Mereka berharap agar siswa siswa yang di anggap mampu bisa menyelesaikan masalah ini. Sehingga yang tua bisa mengawasi dua tempat, yakni Padepokan dan pedukuhan. Meski Padepokan telah dilingkari pagar ghaib namun harus tetap di awasi, bila nanti ada yang bisa menembus pagar ghaib
__ADS_1
*****
Sementara itu di Padukuhan kelompok Lowo Abang terus melancarkan serangan dari rumah ke rumah. Bila mereka telah mampu mengalahkan yang punya rumah atau yang tuan rumah ketakutan, maka harta benda mereka bawa ke Padepokan Lowo Abang.
Karena warga pedukuhan banyak yang bergelimpangan menjadi korban, maka kebanyakan dari mereka sudah tidak berani melawan. Maka dengan mudah mereka merampas dan menjarah harta benda dari mereka.
Lowo Abang merasa menang. Ia tertawa terbahak bahak, dan menantang pada warga pedukuhan.
"Ayo siapa yang berani melawan Lowo Abang. Lowo Abang akan menghabisi kalian semua!?" Ujar Lowo Abang.
Beberapa anak muda yang berpakaian serba ungu mencegah mereka. Sedang yang dua orang menghadang Lowo Abang.
"Siapa kalian, beraninya menghentikan Lowo Abang?!" bentak Lowo Abang.

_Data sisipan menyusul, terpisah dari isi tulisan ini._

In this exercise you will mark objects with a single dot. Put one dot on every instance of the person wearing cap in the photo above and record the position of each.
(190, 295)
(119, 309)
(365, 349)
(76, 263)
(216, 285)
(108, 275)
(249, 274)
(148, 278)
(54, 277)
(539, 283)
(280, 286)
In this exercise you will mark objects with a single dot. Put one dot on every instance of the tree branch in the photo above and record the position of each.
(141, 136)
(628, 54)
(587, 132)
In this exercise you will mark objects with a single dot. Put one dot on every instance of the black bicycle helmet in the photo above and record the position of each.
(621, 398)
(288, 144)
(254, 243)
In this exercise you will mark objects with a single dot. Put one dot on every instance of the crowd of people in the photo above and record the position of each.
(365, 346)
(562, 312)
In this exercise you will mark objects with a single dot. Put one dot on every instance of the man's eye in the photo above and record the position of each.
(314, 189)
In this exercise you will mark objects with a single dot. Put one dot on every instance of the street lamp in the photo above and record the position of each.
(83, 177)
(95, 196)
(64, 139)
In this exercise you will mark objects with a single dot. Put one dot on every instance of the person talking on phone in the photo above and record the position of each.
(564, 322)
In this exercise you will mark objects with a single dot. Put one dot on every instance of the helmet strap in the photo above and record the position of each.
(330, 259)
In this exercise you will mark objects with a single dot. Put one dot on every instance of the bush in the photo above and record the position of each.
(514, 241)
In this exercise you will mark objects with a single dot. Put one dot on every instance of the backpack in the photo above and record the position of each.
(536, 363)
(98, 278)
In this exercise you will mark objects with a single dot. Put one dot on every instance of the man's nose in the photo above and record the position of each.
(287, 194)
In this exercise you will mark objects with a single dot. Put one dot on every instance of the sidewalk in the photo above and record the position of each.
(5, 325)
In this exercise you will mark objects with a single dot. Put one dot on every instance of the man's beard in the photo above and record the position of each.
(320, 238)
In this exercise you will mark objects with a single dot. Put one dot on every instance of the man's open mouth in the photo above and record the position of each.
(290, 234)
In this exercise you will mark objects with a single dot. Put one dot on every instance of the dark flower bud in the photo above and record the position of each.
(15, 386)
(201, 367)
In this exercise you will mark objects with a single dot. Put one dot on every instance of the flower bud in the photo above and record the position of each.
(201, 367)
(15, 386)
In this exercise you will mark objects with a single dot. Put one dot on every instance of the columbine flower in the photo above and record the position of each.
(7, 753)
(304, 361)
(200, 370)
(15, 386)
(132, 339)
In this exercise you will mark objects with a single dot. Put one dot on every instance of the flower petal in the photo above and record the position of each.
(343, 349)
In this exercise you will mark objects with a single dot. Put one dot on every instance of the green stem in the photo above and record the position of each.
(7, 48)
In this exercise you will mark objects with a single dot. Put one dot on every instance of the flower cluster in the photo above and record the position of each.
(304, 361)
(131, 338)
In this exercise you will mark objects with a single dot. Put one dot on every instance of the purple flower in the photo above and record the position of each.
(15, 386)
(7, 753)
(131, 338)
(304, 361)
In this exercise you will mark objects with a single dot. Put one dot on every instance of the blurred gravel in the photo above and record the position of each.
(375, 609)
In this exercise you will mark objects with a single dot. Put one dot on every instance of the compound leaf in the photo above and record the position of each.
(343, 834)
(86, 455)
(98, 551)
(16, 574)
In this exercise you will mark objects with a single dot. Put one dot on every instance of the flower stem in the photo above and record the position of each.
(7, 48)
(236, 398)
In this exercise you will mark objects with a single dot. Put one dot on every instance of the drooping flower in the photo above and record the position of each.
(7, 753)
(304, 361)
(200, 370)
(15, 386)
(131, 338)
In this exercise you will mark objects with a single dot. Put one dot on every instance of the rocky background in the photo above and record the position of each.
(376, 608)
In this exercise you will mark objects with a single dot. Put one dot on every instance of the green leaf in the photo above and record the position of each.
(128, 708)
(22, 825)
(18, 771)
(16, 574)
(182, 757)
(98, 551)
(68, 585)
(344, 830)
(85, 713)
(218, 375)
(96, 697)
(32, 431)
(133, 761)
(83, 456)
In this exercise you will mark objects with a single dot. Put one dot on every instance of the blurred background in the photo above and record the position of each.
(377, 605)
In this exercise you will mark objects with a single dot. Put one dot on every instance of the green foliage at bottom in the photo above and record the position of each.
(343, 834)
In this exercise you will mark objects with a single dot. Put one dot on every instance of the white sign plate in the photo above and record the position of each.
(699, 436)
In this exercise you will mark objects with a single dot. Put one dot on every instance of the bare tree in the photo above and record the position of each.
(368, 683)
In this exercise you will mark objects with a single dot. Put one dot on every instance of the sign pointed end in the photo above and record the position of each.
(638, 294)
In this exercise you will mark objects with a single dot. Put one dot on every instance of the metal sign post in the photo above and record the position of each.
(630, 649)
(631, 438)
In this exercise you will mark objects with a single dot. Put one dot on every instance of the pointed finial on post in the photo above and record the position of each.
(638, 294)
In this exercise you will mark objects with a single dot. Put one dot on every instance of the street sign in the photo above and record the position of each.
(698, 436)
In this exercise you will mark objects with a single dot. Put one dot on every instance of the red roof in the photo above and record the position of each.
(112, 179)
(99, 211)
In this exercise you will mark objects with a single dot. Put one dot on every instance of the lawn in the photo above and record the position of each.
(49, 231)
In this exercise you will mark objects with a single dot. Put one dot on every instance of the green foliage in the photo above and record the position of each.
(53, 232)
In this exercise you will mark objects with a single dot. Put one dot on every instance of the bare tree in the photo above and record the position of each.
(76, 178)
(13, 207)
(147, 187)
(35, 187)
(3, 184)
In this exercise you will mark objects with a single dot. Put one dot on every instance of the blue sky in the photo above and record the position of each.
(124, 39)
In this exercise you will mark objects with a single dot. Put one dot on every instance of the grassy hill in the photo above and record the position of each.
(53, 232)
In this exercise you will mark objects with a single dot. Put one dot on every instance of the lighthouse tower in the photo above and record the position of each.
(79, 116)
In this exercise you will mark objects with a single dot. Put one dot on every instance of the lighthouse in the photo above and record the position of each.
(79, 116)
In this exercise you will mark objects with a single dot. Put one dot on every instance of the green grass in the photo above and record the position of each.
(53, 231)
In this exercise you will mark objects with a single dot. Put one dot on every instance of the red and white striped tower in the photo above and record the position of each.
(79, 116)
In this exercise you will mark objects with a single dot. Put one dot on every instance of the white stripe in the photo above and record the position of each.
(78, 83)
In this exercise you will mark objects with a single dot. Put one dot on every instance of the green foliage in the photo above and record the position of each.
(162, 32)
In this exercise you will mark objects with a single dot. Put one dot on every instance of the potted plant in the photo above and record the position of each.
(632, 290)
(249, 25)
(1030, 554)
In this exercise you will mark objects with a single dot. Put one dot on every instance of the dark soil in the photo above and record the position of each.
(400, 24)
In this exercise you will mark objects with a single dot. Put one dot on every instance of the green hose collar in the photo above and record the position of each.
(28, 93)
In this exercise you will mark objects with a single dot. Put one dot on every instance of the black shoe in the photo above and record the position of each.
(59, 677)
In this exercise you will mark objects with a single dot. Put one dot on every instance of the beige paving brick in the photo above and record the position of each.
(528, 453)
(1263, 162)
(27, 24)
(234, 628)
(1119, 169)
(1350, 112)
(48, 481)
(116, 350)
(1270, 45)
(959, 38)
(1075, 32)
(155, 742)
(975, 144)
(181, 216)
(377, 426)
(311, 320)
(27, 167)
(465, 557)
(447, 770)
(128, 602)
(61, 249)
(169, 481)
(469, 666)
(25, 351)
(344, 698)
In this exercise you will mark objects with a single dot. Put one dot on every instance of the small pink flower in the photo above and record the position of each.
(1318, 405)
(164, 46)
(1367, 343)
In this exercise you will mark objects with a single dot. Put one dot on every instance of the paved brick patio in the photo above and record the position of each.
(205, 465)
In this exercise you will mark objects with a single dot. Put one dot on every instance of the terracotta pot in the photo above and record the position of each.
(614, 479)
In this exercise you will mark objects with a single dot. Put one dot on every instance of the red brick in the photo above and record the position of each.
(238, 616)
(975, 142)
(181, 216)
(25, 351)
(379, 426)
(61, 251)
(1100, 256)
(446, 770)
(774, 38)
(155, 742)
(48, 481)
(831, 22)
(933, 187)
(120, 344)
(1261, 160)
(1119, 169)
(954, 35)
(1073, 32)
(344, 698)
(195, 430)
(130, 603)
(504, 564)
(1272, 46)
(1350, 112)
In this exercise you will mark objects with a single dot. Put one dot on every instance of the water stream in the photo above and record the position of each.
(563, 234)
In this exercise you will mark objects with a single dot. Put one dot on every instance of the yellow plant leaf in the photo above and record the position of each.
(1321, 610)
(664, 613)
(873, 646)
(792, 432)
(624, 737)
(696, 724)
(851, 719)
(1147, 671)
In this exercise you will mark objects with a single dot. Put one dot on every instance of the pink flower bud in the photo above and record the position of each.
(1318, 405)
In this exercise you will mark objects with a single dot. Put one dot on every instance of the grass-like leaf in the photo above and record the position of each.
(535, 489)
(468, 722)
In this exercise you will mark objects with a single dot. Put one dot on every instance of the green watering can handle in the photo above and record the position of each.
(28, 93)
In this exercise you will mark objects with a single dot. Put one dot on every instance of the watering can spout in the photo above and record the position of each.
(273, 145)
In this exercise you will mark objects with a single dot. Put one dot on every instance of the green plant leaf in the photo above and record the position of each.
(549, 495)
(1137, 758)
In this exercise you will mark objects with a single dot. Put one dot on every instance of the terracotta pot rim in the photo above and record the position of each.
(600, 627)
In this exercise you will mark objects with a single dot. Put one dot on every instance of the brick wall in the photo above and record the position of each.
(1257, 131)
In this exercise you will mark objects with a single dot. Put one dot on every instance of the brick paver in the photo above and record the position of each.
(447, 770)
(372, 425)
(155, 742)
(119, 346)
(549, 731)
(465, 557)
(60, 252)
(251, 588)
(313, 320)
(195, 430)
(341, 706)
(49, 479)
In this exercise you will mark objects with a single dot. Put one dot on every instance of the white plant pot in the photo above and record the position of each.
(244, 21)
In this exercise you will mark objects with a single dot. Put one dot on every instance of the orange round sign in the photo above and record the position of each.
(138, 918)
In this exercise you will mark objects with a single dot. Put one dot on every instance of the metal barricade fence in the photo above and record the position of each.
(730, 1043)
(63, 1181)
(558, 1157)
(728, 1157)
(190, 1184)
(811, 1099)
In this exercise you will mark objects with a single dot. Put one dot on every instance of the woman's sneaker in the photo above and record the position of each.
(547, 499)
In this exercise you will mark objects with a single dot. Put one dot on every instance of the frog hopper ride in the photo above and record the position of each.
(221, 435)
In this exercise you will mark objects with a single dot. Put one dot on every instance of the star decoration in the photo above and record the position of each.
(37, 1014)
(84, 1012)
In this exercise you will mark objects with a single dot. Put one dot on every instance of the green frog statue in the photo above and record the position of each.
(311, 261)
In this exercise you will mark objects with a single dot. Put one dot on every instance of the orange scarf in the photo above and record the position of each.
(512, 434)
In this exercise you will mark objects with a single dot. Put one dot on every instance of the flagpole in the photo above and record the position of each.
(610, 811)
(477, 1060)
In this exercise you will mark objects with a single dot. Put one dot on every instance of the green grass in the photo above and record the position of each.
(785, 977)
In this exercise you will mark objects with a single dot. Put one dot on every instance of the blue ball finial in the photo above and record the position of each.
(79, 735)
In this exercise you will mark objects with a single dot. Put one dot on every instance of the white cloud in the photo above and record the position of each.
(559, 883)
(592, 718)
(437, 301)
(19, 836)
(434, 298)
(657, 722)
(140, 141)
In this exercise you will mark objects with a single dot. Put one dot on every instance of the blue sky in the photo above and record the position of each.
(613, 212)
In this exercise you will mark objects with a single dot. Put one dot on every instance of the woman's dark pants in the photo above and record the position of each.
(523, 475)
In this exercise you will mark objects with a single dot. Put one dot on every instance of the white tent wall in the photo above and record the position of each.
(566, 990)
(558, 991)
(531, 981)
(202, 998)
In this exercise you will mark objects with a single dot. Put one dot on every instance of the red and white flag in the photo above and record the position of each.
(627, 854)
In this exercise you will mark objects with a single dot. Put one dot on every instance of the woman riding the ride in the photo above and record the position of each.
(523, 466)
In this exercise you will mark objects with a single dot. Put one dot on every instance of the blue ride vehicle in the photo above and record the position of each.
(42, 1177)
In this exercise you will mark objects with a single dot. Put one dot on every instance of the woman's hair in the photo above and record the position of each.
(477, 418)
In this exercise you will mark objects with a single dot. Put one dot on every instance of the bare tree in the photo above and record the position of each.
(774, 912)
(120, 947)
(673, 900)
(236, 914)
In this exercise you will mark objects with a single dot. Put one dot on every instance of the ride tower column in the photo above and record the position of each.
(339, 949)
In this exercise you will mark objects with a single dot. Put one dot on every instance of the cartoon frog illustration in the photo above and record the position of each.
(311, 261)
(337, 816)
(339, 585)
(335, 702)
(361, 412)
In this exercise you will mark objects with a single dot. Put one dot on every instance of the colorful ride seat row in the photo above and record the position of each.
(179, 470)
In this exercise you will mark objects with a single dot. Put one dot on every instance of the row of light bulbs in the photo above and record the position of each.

"Tidak usah kau tahu siapa kami. Tapi yang jelas kelakuan kalian kurang baik. Beraninya hanya mengajak kelahi warga saja," ujar salah satu dari mereka.
"Hahaha... Hahaha, rupanya kalian mencari mampus. Semua, serang mereka......" ujar Ki Lowo Abang mengomando pada para anak buahnya.
"Seraaaaang......." teriak salah satu dari dua siswa Padepokan Macan Gembong.
Pertarungan pun terjadi. Pertarungan antara Kelompok Lowo Abang dan siswa Padepokan Macan Gembong. Mereka saling beradu jurus. Saling pukul saling tendang. Pasukan dari Lowo Abang yang membawa berbagai pusaka beradu dengan para siswa Padepokan Macan Gembong yang juga membawa pusaka.
"Thang..... Cring...... " pedang beradu pedang sehingga menimbulkan suara gemerincing.
Pertarungan mereka lumayan lama. Sebab jumlah mereka juga berimbang. Kemampuan dalam mengolah ilmu beladiri pun juga masih imbang.
Lowo Abang yang mengawasi pertarungan anak buahnya menoleh kanan dan kiri. Seolah ada yang di cari.
"Mana Nyai Selasih dan Nyai Sekar Wangi tidak nampak. Apakah ia langsung menuju Padepokan Macan Gembong?" batinnya.
Sementara itu Macan Gembong dan Plongko Sari juga mengawasi pertarungan mereka. Keduanya juga bersiap akan membantu anak muridnya bila di perlukan.